Senate Republicans abruptly left Washington on Thursday without voting on a roughly $70 billion bill to fund immigration enforcement agencies, postponing action until after the Memorial Day recess amid an internal party rift over a newly created settlement fund for individuals who claim they were politically prosecuted. The decision followed a tense morning meeting with acting Attorney General Todd Blanche, who briefed senators on the fund, and it threatens to blow past President Donald Trump’s self-imposed June 1 deadline for the legislation.
The core of the conflict is a $1.776 billion fund the Justice Department announced earlier this week. It is designed to pay settlements to people who can demonstrate that they were targeted by a weaponized legal system — a category the administration has used to describe Trump supporters charged in the Jan. 6, 2021, Capitol attack. Several senators balked at the prospect that taxpayer money could go to individuals convicted of assaulting law enforcement officers that day. The Associated Press reported that the fund “prompted even more questions, spurring a push to limit the taxpayer dollars that some feared could go to Trump supporters who harmed law enforcement officers” in the riot.
That resistance was the breaking point in a bill whose path was already narrowing. Days earlier, Republican senators had stripped $1 billion in security funding for the White House complex and for a ballroom on Trump’s property, a provision that had drawn criticism as a personal rather than governmental expense. The removal came after members of their own party questioned why immigration enforcement legislation should carry a pricey upgrade to the president’s private spaces.

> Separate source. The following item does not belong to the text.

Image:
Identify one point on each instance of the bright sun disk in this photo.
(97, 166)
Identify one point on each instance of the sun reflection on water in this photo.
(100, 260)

The Thursday meeting with Blanche did not calm the waters. According to the AP, the session “only heightened the frustration among senators,” and shortly afterward Republican leaders announced they would not bring the immigration bill to a vote until they returned from the Memorial Day recess, sometime during the week of June 1 — the same week Trump had demanded its passage. The delay left Homeland Security agencies without the funding they need to maintain current enforcement operations, and it exposed a legislative dynamic in which Trump’s own party is, in the words of one wire report, “pushed to the limit” and showing “rare defiance” to his demands.
Congressional aides said the settlement fund remained the main sticking point, though several senators also expressed reservations about the overall cost of the immigration enforcement package and the White House’s insistence that it move on an accelerated schedule. No Democrats supported the original bill, meaning Republicans needed near-unanimity within their conference. With the settlement fund unresolved and the ballroom security provision already dead, party leaders lacked the votes to proceed.
The standoff now pivots to behind-the-scenes negotiations over the recess. Republican senators face a choice between accepting a fund that critics say rewards Jan. 6 offenders or holding up the signature immigration enforcement bill the president campaigned on — a dilemma that, if unresolved, will leave border and interior enforcement agencies running on stopgap funding past the June 1 deadline.